Un regard occidental

Revendiquant un regard d’Occidental sur un cinéaste africain, Imbert en porte les tares. Par moments il fait de curieuses lectures : il considère ainsi la présence sanitaire (dans Geti Tey, 1978) comme un apport occidental   . Cela va lui servir à asseoir son analyse qui fait contraster la présence dans le village de Kayar d’un seul infirmier pour trois mille habitants et de plusieurs stations services qui vendent du carburant (occidental). Or quand Samba Félix Ndiaye note qu’il n’y a qu’un dispensaire et un infirmier – pour plusieurs marques de pétrole – sa critique retentit dans un Sénégal sorti du joug colonial depuis quinze ans. Le documentariste sénégalais souligne plutôt une absence d’État (on retrouve cette critique politique en filigrane dans nombre de films, où l’État n’est présent que comme force de prédation) qui laisse les populations à la merci d’un capitalisme forcené.
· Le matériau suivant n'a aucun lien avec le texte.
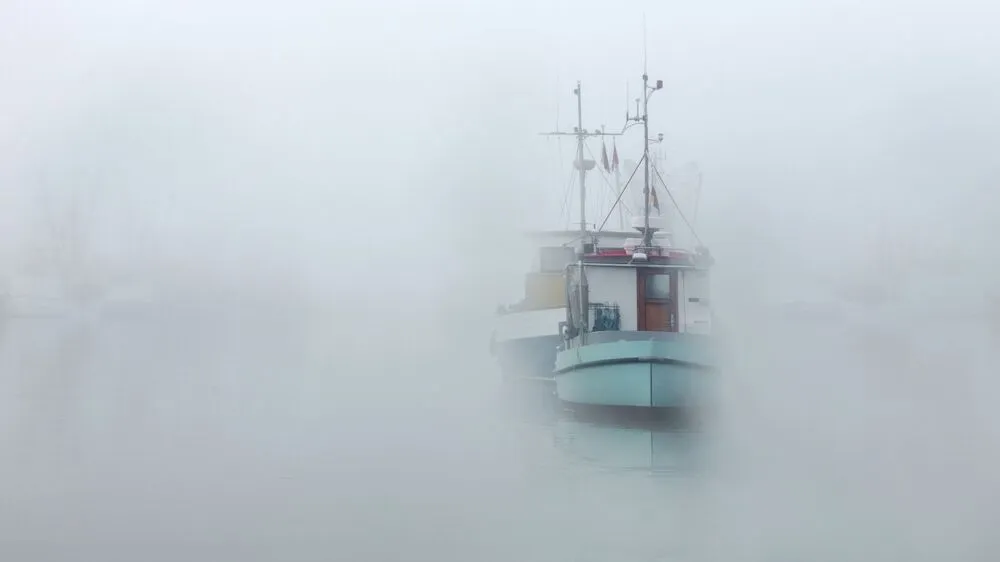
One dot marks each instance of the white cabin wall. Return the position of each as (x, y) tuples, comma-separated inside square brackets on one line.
[(616, 285), (696, 317)]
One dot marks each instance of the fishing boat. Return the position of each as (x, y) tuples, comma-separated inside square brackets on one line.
[(526, 334), (637, 332)]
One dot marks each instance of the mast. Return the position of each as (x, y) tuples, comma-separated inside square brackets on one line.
[(582, 164), (581, 135), (647, 235)]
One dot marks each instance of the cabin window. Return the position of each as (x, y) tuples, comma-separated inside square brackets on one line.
[(658, 286)]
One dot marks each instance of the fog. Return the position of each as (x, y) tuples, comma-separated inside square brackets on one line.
[(323, 203)]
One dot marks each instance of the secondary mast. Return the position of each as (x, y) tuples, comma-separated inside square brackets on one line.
[(582, 165)]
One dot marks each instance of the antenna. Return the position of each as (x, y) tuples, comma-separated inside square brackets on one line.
[(645, 57), (582, 165)]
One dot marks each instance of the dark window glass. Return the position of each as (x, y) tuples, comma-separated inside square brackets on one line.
[(658, 286)]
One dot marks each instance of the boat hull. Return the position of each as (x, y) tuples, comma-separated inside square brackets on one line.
[(667, 371)]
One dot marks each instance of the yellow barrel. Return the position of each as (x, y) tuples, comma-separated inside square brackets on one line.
[(544, 290)]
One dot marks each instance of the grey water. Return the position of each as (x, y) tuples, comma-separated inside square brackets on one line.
[(225, 432), (214, 438)]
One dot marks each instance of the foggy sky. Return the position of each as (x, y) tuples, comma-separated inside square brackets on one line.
[(380, 157)]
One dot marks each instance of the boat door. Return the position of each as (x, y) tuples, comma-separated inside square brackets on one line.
[(657, 291)]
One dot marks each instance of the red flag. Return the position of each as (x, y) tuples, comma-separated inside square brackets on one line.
[(653, 199)]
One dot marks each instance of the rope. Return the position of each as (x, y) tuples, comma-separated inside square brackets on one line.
[(678, 207), (605, 178), (624, 188)]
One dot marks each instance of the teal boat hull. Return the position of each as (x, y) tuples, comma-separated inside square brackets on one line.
[(668, 370)]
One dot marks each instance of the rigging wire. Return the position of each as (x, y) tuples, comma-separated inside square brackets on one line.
[(624, 189), (678, 207), (606, 182), (564, 210)]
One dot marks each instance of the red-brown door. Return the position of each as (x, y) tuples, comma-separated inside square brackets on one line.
[(657, 291)]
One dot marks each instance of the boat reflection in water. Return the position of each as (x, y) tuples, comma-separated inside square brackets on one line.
[(643, 446)]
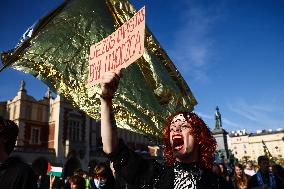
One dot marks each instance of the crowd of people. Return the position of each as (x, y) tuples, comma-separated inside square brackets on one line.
[(189, 149)]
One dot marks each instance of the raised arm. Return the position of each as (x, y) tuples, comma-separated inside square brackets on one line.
[(109, 84)]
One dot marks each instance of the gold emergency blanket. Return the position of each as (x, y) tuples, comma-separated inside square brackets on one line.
[(56, 51)]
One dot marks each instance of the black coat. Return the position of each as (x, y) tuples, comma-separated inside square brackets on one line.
[(15, 174), (149, 174)]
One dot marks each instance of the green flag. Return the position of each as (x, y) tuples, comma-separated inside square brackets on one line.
[(56, 51)]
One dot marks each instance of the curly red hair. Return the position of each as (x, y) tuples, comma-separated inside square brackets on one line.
[(202, 136)]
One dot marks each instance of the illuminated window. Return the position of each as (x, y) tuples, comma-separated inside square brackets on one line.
[(74, 130), (35, 136)]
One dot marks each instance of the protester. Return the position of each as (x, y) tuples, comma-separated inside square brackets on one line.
[(77, 182), (189, 149), (278, 171), (264, 178), (239, 179), (14, 173), (224, 172), (103, 177), (249, 169), (216, 169)]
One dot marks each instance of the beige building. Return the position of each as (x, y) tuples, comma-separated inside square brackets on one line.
[(251, 145), (52, 129)]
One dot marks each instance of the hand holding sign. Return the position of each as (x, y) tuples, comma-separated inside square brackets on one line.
[(118, 50), (109, 83)]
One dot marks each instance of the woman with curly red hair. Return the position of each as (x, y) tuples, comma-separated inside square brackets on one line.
[(189, 150)]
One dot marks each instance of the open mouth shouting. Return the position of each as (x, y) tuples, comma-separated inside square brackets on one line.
[(178, 143)]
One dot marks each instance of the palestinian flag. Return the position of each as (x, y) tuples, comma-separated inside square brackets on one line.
[(54, 171)]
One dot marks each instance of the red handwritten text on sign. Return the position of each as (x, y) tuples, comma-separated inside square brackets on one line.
[(118, 50)]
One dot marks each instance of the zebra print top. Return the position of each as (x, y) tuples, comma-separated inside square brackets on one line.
[(186, 175)]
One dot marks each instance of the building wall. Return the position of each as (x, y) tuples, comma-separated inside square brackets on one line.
[(46, 129), (251, 146)]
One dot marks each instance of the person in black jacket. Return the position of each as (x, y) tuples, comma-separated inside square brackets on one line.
[(239, 179), (14, 173), (189, 150), (264, 178)]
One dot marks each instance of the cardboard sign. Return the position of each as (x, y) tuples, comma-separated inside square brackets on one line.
[(118, 50)]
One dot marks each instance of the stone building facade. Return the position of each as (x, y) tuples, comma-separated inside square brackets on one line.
[(51, 128), (248, 146)]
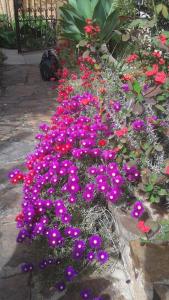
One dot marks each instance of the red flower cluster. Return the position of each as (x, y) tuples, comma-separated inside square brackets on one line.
[(153, 71), (90, 28), (160, 77), (162, 39), (142, 227), (131, 58)]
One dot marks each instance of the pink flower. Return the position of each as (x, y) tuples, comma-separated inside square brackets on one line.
[(160, 77)]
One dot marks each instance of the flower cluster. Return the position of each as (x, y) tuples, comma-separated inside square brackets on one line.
[(90, 28)]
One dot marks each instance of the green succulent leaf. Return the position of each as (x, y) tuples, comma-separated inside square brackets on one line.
[(149, 188)]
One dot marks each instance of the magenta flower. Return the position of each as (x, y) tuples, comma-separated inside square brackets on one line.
[(138, 125), (90, 256), (102, 256), (70, 273), (138, 210), (60, 286), (95, 241), (125, 87), (114, 194), (27, 267), (80, 245), (86, 294), (116, 106), (66, 218)]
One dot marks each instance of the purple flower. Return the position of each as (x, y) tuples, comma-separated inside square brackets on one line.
[(59, 211), (66, 218), (90, 256), (72, 232), (72, 199), (27, 267), (102, 256), (73, 187), (92, 170), (61, 286), (77, 254), (43, 264), (116, 106), (138, 210), (108, 155), (114, 194), (101, 169), (103, 187), (80, 245), (70, 273), (138, 125), (86, 294), (95, 241), (118, 180), (88, 196), (125, 87)]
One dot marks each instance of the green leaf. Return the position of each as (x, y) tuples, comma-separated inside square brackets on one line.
[(153, 178), (154, 199), (158, 147), (165, 11), (109, 6), (82, 43), (160, 107), (159, 8), (99, 14), (137, 87), (125, 37), (149, 188), (162, 192), (84, 8), (110, 25)]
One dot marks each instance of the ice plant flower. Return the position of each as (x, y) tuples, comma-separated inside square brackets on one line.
[(138, 210), (142, 227), (86, 294), (153, 71), (138, 125), (95, 241), (102, 256), (160, 78), (162, 38)]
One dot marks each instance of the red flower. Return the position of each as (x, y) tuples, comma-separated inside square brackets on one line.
[(160, 77), (102, 143), (162, 39), (88, 21), (88, 28), (157, 53), (153, 71), (142, 227), (132, 58)]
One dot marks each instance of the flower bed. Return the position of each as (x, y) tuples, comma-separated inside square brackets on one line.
[(106, 145)]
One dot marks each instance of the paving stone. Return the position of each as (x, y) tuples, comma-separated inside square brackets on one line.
[(24, 103), (15, 288)]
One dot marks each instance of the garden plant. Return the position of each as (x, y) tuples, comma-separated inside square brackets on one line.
[(107, 145)]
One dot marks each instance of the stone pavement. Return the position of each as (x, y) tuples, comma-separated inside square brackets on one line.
[(25, 101), (29, 58)]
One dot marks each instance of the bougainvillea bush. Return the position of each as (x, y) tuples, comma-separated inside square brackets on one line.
[(106, 145)]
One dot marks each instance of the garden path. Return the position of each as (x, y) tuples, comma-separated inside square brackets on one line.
[(25, 101)]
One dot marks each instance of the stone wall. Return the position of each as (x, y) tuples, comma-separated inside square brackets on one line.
[(146, 265), (7, 6)]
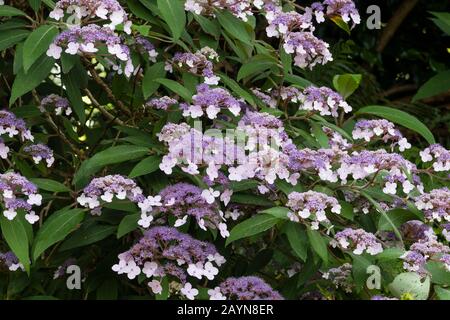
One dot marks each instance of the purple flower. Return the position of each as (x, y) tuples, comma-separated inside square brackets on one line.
[(435, 204), (164, 251), (311, 205), (106, 188), (358, 241), (17, 192), (13, 126), (40, 152)]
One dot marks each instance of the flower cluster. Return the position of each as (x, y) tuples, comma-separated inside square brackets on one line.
[(323, 100), (435, 204), (341, 277), (164, 251), (439, 154), (16, 193), (40, 152), (365, 163), (343, 8), (357, 240), (10, 260), (162, 103), (183, 200), (13, 126), (210, 101), (415, 230), (311, 205), (244, 288), (84, 10), (90, 39), (421, 252), (368, 129), (145, 46), (336, 140), (57, 104), (106, 188), (198, 63)]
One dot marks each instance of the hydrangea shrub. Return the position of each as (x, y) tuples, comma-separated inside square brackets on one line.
[(176, 149)]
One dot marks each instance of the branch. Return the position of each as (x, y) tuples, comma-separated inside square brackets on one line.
[(105, 112), (394, 23), (105, 87)]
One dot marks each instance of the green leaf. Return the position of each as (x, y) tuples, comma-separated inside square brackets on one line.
[(235, 27), (8, 11), (128, 224), (9, 38), (320, 136), (26, 82), (298, 81), (146, 166), (149, 86), (16, 237), (50, 185), (438, 84), (175, 87), (443, 294), (341, 23), (106, 157), (37, 43), (346, 84), (397, 217), (439, 274), (298, 239), (250, 227), (410, 283), (172, 11), (55, 228), (256, 65), (88, 235), (237, 89), (207, 25), (401, 118), (318, 244)]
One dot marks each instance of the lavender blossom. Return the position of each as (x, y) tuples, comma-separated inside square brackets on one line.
[(421, 252), (16, 192), (244, 288), (164, 251), (311, 205), (368, 129), (199, 64), (162, 103), (439, 154), (309, 50), (40, 152), (57, 104), (87, 40), (435, 204), (183, 200), (106, 188), (13, 126), (210, 101), (358, 241), (10, 260), (85, 10), (323, 100)]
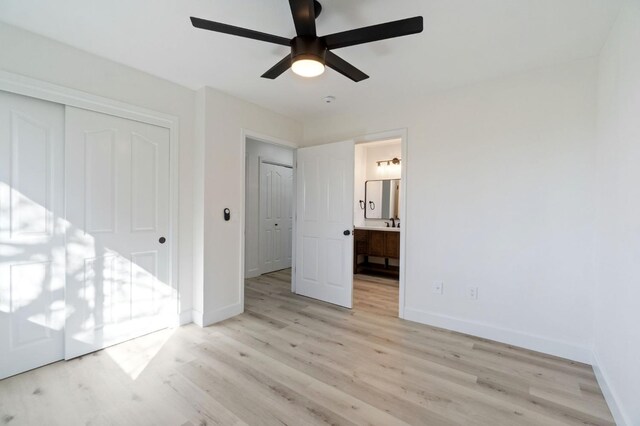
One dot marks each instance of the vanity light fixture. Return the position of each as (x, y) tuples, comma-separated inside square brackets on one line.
[(394, 161)]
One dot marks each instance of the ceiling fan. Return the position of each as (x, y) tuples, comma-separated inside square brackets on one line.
[(309, 52)]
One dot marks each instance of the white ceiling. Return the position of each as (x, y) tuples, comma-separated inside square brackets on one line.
[(464, 41)]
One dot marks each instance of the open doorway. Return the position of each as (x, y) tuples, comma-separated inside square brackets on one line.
[(268, 208), (377, 226)]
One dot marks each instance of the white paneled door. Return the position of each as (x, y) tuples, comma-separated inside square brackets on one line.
[(32, 253), (276, 217), (117, 186), (324, 225)]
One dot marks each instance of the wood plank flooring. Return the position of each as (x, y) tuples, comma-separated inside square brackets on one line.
[(289, 360)]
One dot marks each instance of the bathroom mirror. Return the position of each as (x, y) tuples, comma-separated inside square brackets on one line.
[(382, 199)]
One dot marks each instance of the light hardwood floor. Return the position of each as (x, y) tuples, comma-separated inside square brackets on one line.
[(295, 361)]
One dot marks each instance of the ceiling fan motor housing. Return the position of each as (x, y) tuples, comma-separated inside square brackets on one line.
[(308, 48)]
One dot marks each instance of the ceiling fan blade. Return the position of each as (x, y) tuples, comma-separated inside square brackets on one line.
[(374, 33), (238, 31), (343, 67), (304, 17), (278, 68)]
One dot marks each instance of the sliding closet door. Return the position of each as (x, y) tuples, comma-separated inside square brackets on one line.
[(118, 259), (32, 252)]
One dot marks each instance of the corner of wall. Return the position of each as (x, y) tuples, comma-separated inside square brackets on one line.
[(607, 390)]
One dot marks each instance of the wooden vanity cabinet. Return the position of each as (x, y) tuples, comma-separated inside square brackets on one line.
[(384, 244)]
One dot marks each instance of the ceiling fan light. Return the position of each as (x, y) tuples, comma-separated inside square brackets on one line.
[(307, 67)]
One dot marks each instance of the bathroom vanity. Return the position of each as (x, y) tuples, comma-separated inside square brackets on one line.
[(376, 242)]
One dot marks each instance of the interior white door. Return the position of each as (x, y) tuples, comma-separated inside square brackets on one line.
[(117, 187), (32, 250), (276, 217), (324, 224)]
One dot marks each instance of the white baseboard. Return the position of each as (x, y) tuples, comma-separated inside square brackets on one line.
[(619, 416), (503, 335), (221, 314), (198, 318)]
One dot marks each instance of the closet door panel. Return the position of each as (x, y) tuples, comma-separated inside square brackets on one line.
[(32, 249)]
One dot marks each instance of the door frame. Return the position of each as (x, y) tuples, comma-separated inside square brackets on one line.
[(266, 160), (26, 86), (401, 134), (246, 133)]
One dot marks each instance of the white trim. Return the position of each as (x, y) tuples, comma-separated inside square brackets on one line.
[(500, 334), (26, 86), (244, 134), (221, 314), (401, 134), (609, 393)]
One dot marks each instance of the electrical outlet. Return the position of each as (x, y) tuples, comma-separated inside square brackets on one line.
[(473, 293)]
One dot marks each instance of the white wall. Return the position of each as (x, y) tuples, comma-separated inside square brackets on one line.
[(37, 57), (617, 331), (225, 118), (500, 182), (257, 151)]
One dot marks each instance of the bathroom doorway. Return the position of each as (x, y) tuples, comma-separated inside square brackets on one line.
[(378, 225)]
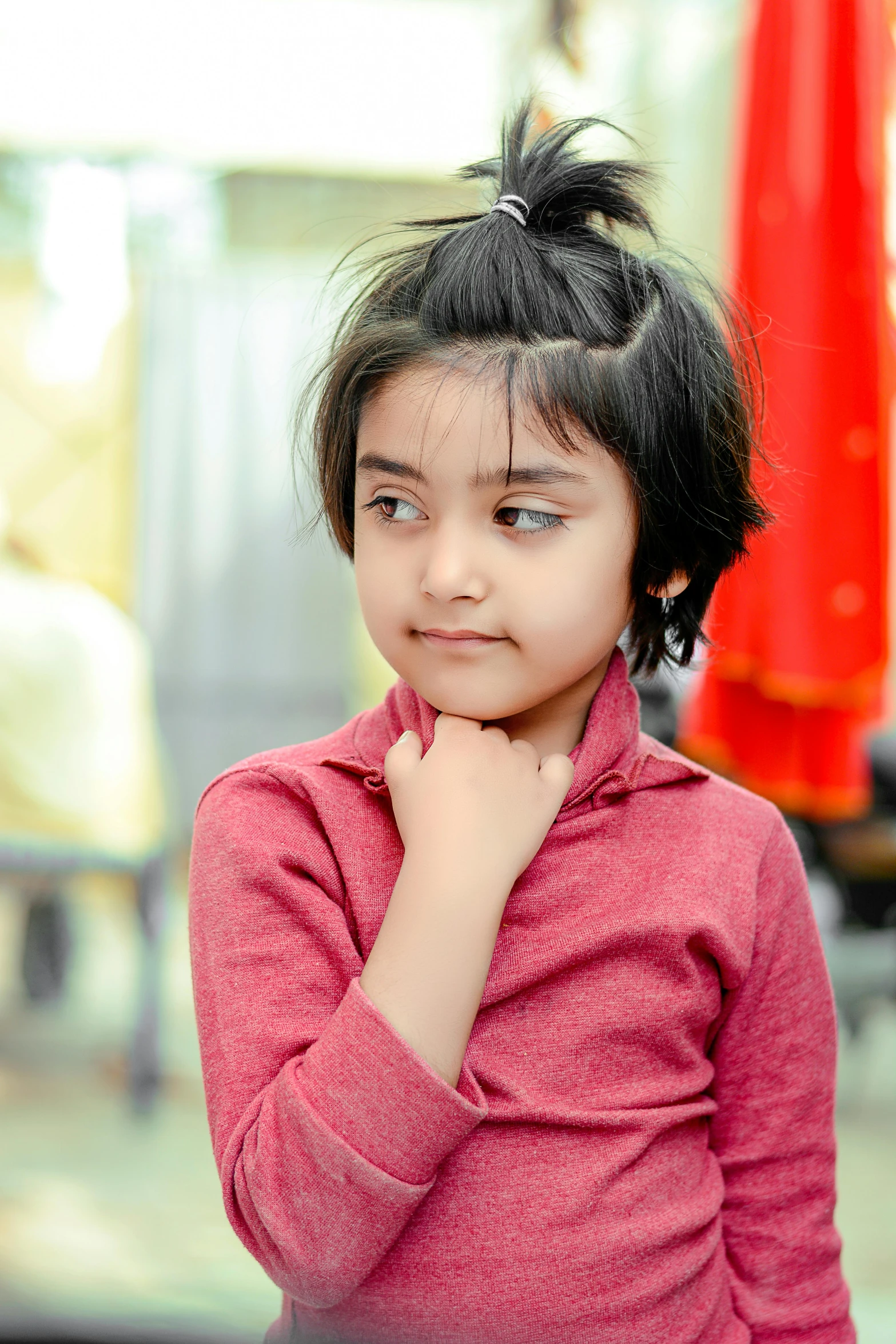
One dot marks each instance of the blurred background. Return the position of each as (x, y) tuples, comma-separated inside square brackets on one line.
[(176, 183)]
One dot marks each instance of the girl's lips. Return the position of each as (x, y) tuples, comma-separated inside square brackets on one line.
[(460, 639)]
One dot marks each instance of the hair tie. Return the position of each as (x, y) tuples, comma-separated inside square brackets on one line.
[(503, 204)]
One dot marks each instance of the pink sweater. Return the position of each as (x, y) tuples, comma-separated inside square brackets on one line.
[(640, 1147)]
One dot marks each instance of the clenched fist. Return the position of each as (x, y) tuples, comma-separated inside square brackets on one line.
[(476, 803)]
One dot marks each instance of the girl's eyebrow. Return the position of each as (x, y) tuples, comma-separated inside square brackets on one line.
[(546, 474), (389, 467)]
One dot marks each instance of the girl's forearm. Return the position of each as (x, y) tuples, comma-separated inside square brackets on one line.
[(428, 968)]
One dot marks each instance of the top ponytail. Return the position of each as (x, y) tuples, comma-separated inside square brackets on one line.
[(587, 333)]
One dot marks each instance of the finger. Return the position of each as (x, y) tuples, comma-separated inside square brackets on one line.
[(452, 723), (558, 770), (527, 750), (402, 758)]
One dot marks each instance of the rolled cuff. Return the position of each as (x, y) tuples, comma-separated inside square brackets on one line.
[(382, 1099)]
Sans l’identifier à Ryszard Kapuściński qui s’abandonne à des simplifications extrêmement graves sur les Africains   , l’auteur de ce portrait de Félix Ndiaye ne garde pas toute la distance critique nécessaire sur ce terrain sahélien. Parfois, il reste trop sous la dictée de Nar Sène dont l’ouvrage sur le cinéaste sénégalais Mambéty   est du même ressort que le sien : la lecture finit par prendre le pas sur le matériau filmique et la personnalité du cinéaste. On entend plus la voix d’Imbert que celle de Félix Ndiaye. Il y a deux paradoxes : il cite davantage l’interview du cinéaste avec Jean-Pierre Garcia que ses entretiens et n’évoque presque pas son propre travail de documentariste ("africain") avec Doulaye   .

Une certaine activité éditoriale et scientifique vient prolonger et questionner les cinémas africains. Cet ouvrage paraît au moment où le centre de gravité de la recherche n’est plus en France et en Belgique, mais aux Etats-Unis, ce qui n’est pas la moindre de ses qualités. Au même moment, un universitaire sénégalais publie à Paris la biographie   du cinéaste-écrivain Sembène. Cette étude de Samba Félix n’est pas encore la meilleure qu’on puisse espérer ; l’auteur lui-même se veut modeste : il souhaite d’autres regards. Il a le grand mérite de s’être intéressé à un cinéaste important et peu connu. La patience notoire d’avoir retrouvé des films perdus par le cinéaste lui-même est à saluer avec vigueur.


> Du 17 janvier au 17 mars 2008, programmation Africamania à la Cinémathèque française, 51 rue de Bercy, 75012 Paris. Une soixantaine de films depuis la décolonisation dont Questions à la terre natale (2006) le 21 février à 21h30. Félix Ndiaye participe à la Table-ronde du 15 février.